Thubana xylogramma

Scientific classification
- Kingdom: Animalia
- Phylum: Arthropoda
- Class: Insecta
- Order: Lepidoptera
- Family: Lecithoceridae
- Genus: Thubana
- Species: T. xylogramma
- Binomial name: Thubana xylogramma (Meyrick, 1922)
- Synonyms: Lecithocera xylogramma Meyrick, 1922;

= Thubana xylogramma =

- Authority: (Meyrick, 1922)
- Synonyms: Lecithocera xylogramma Meyrick, 1922

Species of moth

Thubana xylogramma is a moth in the family Lecithoceridae. It was described by Edward Meyrick in 1922. It is found on Java in Indonesia.

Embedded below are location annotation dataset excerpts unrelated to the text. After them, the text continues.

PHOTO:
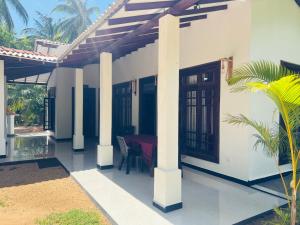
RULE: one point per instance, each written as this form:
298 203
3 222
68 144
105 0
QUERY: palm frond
20 10
261 71
268 138
5 16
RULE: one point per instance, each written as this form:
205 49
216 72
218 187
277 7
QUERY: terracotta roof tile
11 52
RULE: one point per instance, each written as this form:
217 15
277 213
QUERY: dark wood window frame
122 97
151 81
204 79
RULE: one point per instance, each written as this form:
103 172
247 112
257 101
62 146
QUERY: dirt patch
31 199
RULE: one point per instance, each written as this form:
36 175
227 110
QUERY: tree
28 102
282 87
79 17
45 28
5 16
9 39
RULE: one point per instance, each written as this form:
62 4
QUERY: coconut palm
282 87
5 16
44 28
79 17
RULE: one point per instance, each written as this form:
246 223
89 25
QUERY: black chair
128 154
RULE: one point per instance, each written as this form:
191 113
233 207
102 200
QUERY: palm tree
79 17
5 16
282 87
44 28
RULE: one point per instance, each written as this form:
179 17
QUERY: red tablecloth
147 143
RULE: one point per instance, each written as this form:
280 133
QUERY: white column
167 176
105 148
2 111
5 104
78 139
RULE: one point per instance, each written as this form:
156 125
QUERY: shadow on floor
31 172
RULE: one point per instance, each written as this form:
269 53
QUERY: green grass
73 217
2 204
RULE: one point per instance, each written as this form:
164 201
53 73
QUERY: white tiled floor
207 200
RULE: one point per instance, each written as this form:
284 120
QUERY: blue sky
46 6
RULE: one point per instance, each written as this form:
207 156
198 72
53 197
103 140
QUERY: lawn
34 194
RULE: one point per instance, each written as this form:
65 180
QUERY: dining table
147 145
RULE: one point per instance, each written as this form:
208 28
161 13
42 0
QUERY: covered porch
127 199
197 198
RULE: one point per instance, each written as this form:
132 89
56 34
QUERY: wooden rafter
148 5
117 40
100 40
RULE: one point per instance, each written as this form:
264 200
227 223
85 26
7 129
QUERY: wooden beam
139 18
114 37
132 19
212 1
117 29
19 82
96 46
192 18
179 7
204 10
148 5
106 37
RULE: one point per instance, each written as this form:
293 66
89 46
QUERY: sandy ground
38 193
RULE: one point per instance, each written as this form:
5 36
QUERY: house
161 67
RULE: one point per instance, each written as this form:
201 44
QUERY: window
122 107
199 111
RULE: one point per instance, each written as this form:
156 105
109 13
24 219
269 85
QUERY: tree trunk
294 208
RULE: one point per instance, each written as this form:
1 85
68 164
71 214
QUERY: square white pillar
78 139
167 176
2 112
105 148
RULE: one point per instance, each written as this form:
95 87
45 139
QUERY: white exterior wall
223 34
246 31
92 79
63 80
275 37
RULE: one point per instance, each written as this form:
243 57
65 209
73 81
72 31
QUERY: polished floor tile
127 199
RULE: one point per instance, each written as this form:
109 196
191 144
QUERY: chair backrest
123 146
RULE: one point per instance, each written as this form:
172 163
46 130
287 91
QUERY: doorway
148 106
89 111
199 111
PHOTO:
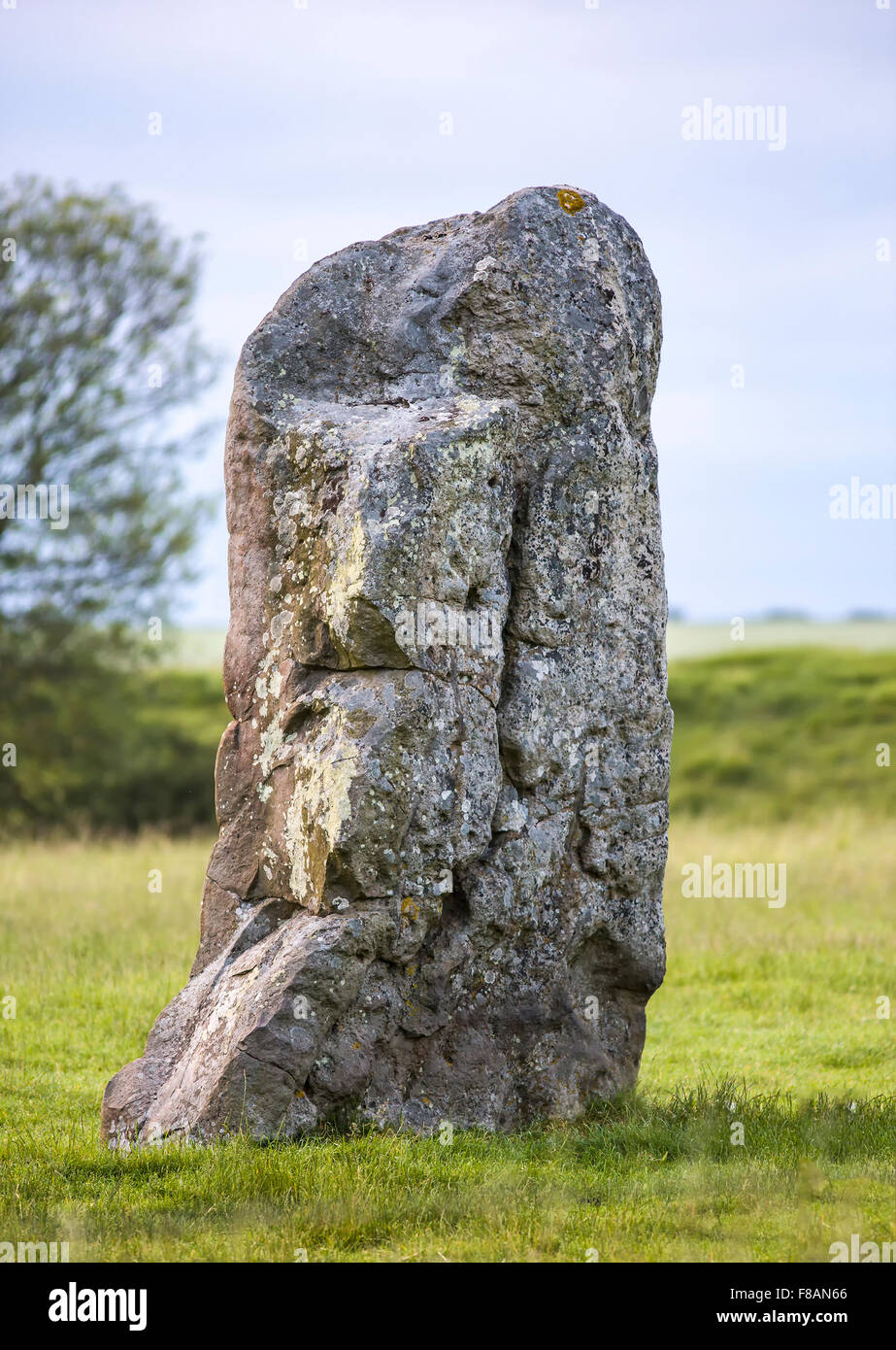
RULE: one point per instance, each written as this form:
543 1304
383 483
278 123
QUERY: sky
291 130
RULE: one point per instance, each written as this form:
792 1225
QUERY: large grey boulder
436 894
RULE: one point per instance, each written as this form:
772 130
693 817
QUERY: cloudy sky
325 123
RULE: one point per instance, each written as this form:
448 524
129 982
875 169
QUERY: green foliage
101 744
96 353
772 734
758 737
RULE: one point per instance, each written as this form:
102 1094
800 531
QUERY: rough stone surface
443 796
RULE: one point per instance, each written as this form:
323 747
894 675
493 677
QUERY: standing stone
436 894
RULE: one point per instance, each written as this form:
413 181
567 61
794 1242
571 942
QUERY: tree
97 350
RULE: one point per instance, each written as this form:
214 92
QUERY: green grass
767 1018
782 733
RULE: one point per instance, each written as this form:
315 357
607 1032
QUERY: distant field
770 1018
203 648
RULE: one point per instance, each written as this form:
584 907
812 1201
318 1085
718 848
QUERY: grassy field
770 1018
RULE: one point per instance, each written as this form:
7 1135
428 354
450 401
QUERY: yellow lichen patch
570 200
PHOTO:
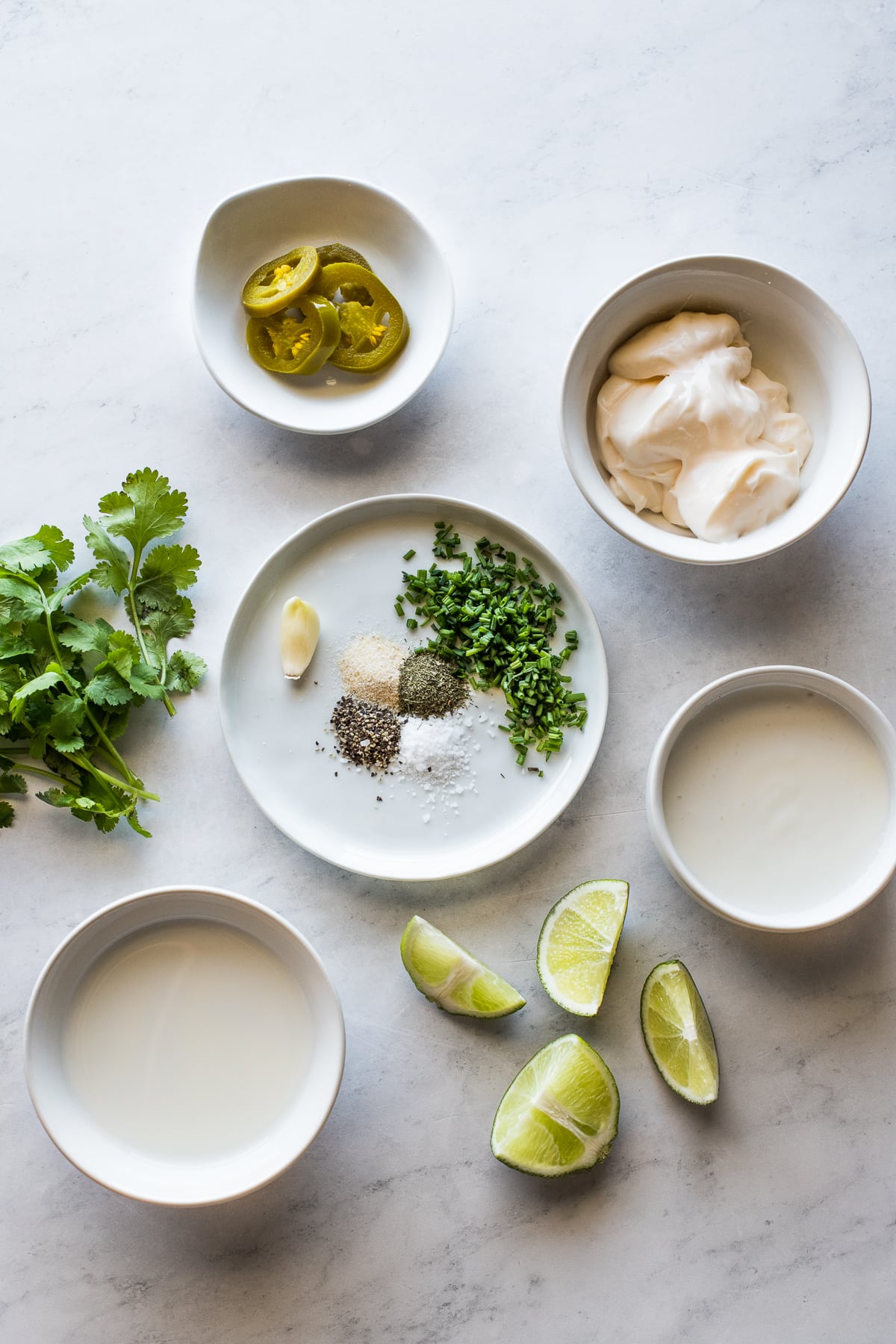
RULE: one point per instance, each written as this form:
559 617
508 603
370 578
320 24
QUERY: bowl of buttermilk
715 409
771 799
184 1046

The wingspan is about 21 mm. The forewings are pale ochreous yellowish, the veins suffusedly lined with fuscous and with a moderate streak of fuscous suffusion along the costa from the base to near the middle. The discal stigmata is represented by fuscous spots, the first roundish, the second transverse, a subtriangular patch of fuscous suffusion extending from the second to the costa between veins 9 to 11. The hindwings are ochreous whitish with a grey transverse spot on the end of the cell and a grey terminal line.